According to the statistical analysis by Zhou et al. [14] on the measured values of interlayer contact pressure in lining structures from 31 tunnels with different spans and surrounding rock grades, the secondary lining bears approximately 40–70% of the surrounding rock pressure in Class V rock. Herein, the secondary lining is assumed to bear 70% of the surrounding rock pressure, which is apparently a conservative value. According to the “Specifications for Design of Highway Tunnels” [15], the reduced horizontal pressure is calculated to be 88.42 kN/m², and the vertical pressure is 221.05 kN/m² (see Figure 1a). The geological survey report indicates that the surrounding strata of the tunnel consist of dolomite, dolomitic limestone, argillaceous sandstone, and shale. Using the theory of localized deformation, the elastic resistance exerted by the surrounding rock on the lining structure is calculated, with an average elastic resistance coefficient of 150 MPa/m.

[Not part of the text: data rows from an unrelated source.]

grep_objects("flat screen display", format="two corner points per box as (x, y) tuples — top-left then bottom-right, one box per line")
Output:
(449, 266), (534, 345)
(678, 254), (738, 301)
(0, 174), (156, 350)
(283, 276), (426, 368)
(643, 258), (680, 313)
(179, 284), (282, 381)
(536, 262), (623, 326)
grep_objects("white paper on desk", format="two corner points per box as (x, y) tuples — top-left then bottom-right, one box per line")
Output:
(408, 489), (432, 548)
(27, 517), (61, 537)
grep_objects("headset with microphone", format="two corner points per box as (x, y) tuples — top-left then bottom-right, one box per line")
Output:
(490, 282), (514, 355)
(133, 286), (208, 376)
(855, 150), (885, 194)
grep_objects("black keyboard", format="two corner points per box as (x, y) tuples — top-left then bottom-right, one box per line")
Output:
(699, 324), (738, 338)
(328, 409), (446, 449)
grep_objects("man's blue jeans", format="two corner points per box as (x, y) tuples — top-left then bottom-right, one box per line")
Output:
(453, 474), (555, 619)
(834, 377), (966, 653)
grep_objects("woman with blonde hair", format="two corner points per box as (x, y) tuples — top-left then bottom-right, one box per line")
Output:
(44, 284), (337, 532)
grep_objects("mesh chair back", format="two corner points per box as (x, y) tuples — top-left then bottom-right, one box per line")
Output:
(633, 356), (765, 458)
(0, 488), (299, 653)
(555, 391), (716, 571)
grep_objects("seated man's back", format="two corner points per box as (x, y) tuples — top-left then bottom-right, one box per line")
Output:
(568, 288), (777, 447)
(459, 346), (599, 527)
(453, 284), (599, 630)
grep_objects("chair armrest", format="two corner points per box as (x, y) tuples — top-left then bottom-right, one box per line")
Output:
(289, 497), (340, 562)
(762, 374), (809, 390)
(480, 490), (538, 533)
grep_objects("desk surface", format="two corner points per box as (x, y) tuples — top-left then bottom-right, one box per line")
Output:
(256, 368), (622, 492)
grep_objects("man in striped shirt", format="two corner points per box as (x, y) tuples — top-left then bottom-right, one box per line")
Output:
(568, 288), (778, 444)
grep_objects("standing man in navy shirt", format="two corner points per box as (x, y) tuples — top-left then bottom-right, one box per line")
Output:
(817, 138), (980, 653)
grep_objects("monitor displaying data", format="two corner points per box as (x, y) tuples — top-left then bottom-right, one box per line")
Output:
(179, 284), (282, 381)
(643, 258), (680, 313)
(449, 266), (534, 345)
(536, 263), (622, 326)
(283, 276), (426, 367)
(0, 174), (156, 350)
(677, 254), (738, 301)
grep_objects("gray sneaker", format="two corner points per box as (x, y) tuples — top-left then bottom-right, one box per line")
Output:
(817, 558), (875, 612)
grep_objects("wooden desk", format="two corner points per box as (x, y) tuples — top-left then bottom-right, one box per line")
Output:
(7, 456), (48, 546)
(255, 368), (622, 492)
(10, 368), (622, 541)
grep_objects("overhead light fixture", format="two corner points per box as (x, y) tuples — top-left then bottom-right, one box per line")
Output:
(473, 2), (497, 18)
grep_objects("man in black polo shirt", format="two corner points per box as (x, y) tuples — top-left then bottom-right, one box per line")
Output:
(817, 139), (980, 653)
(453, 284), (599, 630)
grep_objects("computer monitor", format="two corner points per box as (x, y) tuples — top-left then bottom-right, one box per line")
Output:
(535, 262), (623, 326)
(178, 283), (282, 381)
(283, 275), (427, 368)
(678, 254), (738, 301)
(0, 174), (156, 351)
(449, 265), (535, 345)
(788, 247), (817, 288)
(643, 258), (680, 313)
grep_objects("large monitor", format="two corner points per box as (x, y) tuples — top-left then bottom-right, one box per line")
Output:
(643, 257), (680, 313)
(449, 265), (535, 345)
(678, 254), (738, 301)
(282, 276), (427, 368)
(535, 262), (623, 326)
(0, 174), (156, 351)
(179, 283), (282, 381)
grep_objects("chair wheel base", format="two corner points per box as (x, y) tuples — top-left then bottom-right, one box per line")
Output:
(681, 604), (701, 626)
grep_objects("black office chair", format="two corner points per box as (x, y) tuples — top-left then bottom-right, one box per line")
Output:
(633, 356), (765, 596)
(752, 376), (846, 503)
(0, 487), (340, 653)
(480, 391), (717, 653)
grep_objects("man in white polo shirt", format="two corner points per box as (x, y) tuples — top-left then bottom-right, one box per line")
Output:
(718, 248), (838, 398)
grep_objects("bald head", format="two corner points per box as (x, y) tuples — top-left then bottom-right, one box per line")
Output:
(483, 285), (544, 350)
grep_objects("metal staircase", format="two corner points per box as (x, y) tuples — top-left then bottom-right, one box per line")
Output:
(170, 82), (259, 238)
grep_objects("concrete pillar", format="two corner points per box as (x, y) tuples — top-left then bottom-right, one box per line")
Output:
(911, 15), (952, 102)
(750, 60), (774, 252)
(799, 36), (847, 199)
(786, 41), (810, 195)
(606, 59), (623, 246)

3. Three-Dimensional Finite Element Model

3.1. The Shell-Spring Model

A three-dimensional shell-spring finite element model of the composite secondary lining structure is established using the Abaqus finite element program to calculate the internal forces and deformations of the structure under surrounding rock pressure. Specifically, three-dimensional shell elements are used to simulate each segment of the arch ring and the invert portion, while the circumferential and longitudinal joints between segments are simulated by equivalent springs. The connections between the arch ring and the invert, as well as between the prefabricated and cast-in-place parts of the invert, are modeled as rigid connections without the use of springs. The segment width is 2 m, and the mesh density is 10 cm. The elastic resistance of the surrounding rock is represented by normal-direction foundation springs, whose stiffness is calculated based on local deformation theory. These foundation springs are attached to each node of the shell elements, and their stiffness is calculated directly through the elastic resistance coefficient of 150 MPa/m for Class V rock. These springs are set to act only in compression, reflecting the mechanical behavior that foundation springs resist compression but not tension. Structural boundary conditions restrict movement and rotation out of the plane, and the surrounding rock pressure is applied to the model structure as line loads.

3.2. Calculation of Joint Stiffness

The joints of the composite semi-prefabricated secondary lining structure consist of inner bolts and an outer cast-in-place layer. Since the cast-in-place layer bears almost no tensile force, its stress pattern is similar to that of a fully prefabricated lining structure. Therefore, the segment joints are only equivalently modeled as rotational springs, axial springs, and shear springs in the plane. The Murakami–Koizumi method [16,17,18], commonly used in shield tunnel analysis, is adopted to calculate the equivalent stiffness of the joint springs. The calculation approach is as follows: first, the bolted connection between the segments is equivalently modeled as a tensile spring, and then the joint tensile stiffness coefficient is calculated, considering both the bolt tension and the compressive deformation of the bearing plates; next, the force-bearing area of the joint plate is modeled as a beam to approximate the bending stiffness generated by the joint plate; then, based on the reinforced concrete bending member cross-section, the neutral axis position of the joint connection is determined; finally, using the previously derived bolt tensile spring and joint plate bending spring, the moment–rotation relationship at the joint is obtained (see Figure 3b) and the equivalent bending stiffness of the joint is derived in

Table 1. Rigidity parameters of circumferential joints.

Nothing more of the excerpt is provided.